Deux particularités canadiennes brisent la symétrie, toutes deux en faveur du CELI à revenu modeste. Les retraits du CELI ne sont pas un revenu : ils ne réduisent donc pas les prestations calculées selon le revenu — récupération de la SV, Supplément de revenu garanti, montant en raison de l’âge. Les retraits du REER et du FERR, eux, en sont. Pour quelqu’un qui comptera sur le SRG, un REER peut être activement contre-productif, car le taux de récupération de cette prestation dépasse la plupart des taux marginaux.

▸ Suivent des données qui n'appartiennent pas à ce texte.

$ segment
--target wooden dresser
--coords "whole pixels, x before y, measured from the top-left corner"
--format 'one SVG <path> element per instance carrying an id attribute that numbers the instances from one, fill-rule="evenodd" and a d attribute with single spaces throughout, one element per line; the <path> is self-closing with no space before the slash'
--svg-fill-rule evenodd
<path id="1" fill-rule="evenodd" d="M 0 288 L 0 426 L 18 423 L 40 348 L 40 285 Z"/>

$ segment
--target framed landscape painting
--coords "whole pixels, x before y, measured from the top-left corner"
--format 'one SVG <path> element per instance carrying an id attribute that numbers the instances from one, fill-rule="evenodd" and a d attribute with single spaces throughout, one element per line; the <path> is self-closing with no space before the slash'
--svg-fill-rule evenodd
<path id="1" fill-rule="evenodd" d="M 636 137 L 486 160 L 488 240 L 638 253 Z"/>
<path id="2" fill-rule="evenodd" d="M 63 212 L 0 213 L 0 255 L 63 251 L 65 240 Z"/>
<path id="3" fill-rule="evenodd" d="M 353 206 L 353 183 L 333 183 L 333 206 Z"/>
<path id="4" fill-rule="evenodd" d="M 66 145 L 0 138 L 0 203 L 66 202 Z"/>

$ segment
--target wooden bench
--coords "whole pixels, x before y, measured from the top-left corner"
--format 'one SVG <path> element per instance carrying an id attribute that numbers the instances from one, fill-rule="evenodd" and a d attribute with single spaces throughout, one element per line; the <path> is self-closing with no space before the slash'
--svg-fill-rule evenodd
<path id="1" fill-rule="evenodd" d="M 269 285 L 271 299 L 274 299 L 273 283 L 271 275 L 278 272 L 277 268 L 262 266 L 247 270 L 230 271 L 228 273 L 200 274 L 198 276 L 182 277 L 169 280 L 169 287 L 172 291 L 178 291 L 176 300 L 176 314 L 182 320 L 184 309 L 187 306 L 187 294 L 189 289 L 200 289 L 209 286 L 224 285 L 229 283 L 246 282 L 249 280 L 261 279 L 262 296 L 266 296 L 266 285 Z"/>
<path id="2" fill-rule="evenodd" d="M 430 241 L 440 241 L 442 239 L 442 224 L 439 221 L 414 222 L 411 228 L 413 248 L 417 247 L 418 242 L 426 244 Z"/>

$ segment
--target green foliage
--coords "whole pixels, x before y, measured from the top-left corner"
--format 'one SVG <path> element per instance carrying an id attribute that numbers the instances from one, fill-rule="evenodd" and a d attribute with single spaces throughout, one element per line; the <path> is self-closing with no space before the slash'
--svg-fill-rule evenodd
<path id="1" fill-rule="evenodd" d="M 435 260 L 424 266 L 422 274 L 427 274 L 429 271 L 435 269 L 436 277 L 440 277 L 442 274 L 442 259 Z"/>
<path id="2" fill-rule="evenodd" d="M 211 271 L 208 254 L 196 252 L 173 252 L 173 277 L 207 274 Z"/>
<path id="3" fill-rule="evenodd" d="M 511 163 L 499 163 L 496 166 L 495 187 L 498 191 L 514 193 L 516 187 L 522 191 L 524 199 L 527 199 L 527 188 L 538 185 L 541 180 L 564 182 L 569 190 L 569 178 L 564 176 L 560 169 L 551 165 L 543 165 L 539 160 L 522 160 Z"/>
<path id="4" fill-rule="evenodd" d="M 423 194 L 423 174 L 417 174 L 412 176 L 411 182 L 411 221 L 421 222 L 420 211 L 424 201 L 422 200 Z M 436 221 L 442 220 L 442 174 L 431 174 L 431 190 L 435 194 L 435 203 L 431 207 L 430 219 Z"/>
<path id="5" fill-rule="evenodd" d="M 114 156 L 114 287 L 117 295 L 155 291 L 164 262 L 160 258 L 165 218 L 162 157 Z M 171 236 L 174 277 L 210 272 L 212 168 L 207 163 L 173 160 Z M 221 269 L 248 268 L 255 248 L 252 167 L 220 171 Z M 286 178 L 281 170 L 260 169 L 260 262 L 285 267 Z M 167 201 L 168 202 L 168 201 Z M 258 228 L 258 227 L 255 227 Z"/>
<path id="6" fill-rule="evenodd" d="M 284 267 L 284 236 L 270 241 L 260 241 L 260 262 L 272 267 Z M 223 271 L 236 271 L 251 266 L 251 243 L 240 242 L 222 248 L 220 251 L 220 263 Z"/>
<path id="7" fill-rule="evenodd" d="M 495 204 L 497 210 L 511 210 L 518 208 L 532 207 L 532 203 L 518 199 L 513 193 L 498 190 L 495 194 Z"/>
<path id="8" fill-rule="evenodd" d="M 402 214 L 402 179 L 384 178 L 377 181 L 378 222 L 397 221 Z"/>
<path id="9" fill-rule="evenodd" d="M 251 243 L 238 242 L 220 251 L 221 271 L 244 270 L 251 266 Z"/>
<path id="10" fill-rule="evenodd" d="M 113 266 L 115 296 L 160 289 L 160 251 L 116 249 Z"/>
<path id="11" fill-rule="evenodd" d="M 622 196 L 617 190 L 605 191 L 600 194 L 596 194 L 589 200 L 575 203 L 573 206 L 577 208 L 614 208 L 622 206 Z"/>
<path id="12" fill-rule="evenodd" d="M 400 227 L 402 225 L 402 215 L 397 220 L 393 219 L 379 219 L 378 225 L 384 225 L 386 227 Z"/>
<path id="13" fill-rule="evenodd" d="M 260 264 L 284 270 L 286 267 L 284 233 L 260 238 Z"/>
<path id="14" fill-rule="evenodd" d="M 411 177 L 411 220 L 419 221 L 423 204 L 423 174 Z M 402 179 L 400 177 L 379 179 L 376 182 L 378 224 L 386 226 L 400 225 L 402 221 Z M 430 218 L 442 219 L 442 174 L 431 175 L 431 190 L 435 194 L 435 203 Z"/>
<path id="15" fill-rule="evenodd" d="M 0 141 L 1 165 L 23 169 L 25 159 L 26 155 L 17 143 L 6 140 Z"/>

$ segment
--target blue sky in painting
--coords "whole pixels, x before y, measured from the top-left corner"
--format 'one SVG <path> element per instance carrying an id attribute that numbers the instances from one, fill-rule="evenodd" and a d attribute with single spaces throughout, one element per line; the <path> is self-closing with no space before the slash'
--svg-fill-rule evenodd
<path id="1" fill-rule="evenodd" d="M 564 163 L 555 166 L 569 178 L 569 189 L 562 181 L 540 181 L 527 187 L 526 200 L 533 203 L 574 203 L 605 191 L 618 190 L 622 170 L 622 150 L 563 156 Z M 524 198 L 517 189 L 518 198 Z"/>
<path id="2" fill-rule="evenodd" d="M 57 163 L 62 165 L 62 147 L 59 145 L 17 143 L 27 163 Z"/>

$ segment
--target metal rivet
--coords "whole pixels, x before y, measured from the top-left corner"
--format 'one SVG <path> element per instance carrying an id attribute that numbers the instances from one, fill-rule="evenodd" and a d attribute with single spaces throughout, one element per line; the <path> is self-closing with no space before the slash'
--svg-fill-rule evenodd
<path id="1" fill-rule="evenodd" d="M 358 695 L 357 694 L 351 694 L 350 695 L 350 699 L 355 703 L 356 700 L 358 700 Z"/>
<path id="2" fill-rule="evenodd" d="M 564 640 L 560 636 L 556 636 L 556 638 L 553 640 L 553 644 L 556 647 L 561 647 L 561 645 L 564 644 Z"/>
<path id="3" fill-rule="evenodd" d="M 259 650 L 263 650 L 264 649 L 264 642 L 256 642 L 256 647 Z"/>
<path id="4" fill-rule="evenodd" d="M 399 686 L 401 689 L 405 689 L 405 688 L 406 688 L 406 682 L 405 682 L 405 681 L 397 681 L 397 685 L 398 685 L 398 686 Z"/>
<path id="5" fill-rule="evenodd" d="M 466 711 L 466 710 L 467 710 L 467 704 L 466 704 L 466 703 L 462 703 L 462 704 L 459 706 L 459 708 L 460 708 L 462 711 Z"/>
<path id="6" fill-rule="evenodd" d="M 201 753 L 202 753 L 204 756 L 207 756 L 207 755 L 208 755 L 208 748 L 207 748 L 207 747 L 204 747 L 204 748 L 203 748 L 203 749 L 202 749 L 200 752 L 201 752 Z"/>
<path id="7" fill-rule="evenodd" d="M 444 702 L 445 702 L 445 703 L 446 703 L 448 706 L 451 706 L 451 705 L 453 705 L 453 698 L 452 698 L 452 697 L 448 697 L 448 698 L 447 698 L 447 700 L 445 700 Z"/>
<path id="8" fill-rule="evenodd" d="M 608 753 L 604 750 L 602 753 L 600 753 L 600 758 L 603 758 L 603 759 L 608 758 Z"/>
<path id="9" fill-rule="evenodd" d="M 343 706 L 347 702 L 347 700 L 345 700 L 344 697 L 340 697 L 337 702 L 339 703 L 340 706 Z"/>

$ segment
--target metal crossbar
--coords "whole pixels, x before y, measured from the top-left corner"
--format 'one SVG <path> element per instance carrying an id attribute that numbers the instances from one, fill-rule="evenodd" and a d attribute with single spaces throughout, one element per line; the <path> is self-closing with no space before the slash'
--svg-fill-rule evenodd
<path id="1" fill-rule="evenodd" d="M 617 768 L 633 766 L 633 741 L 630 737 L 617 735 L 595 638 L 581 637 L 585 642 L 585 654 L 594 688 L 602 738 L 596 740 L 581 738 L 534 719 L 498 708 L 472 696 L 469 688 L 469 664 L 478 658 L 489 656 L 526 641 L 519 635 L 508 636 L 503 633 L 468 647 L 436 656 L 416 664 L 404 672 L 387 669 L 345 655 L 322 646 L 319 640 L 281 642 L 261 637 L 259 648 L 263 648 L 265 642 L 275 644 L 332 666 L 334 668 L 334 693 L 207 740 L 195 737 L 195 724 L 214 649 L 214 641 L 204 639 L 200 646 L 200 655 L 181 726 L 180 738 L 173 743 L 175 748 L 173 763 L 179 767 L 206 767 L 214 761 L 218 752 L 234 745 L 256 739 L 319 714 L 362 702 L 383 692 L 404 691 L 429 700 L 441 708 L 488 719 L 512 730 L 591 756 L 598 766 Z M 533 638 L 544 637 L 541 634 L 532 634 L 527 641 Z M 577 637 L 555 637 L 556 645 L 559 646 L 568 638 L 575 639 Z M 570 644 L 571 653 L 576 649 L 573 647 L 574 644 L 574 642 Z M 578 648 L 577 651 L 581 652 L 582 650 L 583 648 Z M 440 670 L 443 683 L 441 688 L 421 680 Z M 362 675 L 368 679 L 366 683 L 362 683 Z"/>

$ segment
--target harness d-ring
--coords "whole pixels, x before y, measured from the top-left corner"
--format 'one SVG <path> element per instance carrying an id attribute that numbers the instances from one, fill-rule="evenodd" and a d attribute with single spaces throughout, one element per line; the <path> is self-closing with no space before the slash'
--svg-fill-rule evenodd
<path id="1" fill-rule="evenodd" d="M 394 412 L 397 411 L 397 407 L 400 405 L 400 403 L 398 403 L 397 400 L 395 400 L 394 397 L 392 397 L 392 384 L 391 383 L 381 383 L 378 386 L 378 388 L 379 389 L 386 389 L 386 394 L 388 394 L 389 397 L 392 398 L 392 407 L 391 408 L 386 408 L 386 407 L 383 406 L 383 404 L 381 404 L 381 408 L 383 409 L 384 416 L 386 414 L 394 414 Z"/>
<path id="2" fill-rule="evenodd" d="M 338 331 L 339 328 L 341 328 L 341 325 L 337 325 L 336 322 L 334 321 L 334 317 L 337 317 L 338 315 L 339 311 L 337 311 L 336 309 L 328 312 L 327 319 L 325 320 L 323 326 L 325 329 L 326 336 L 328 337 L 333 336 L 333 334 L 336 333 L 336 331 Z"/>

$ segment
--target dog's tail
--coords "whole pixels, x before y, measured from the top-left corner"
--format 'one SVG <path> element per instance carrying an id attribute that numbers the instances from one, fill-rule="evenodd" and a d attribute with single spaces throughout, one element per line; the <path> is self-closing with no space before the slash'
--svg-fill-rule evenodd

Les droits de cotisation se comportent aussi différemment. Les droits CELI reviennent le 1er janvier suivant un retrait, si bien que le compte convient aux objectifs à moyen terme autant qu’à la retraite. Les droits REER, une fois utilisés, sont perdus définitivement — sauf le RAP et le REEP — de sorte qu’un retrait pour un motif autre que la retraite coûte deux fois : imposé comme un revenu, et les droits ne reviennent pas.
En pratique, la plupart des gens devraient utiliser les deux, dans un ordre précis : cotiser assez à tout REER collectif pour toucher la totalité de l’appariement, puis remplir le CELI, puis revenir au REER à mesure que le revenu monte. Une déduction se reporte aussi — les droits REER se cumulent, donc cotiser une année de faible revenu en réclamant la déduction une année ultérieure plus élevée est simplement meilleur que de la réclamer tout de suite.
Un dernier point mécanique qui surprend : un remboursement d’impôt REER n’est pas un boni. C’est l’impôt que vous ne deviez pas sur l’argent mis de côté, et la stratégie ne fonctionne comme annoncé que si ce remboursement est investi plutôt que dépensé.
Questions fréquentes
Dois-je utiliser mon remboursement REER pour rembourser des dettes?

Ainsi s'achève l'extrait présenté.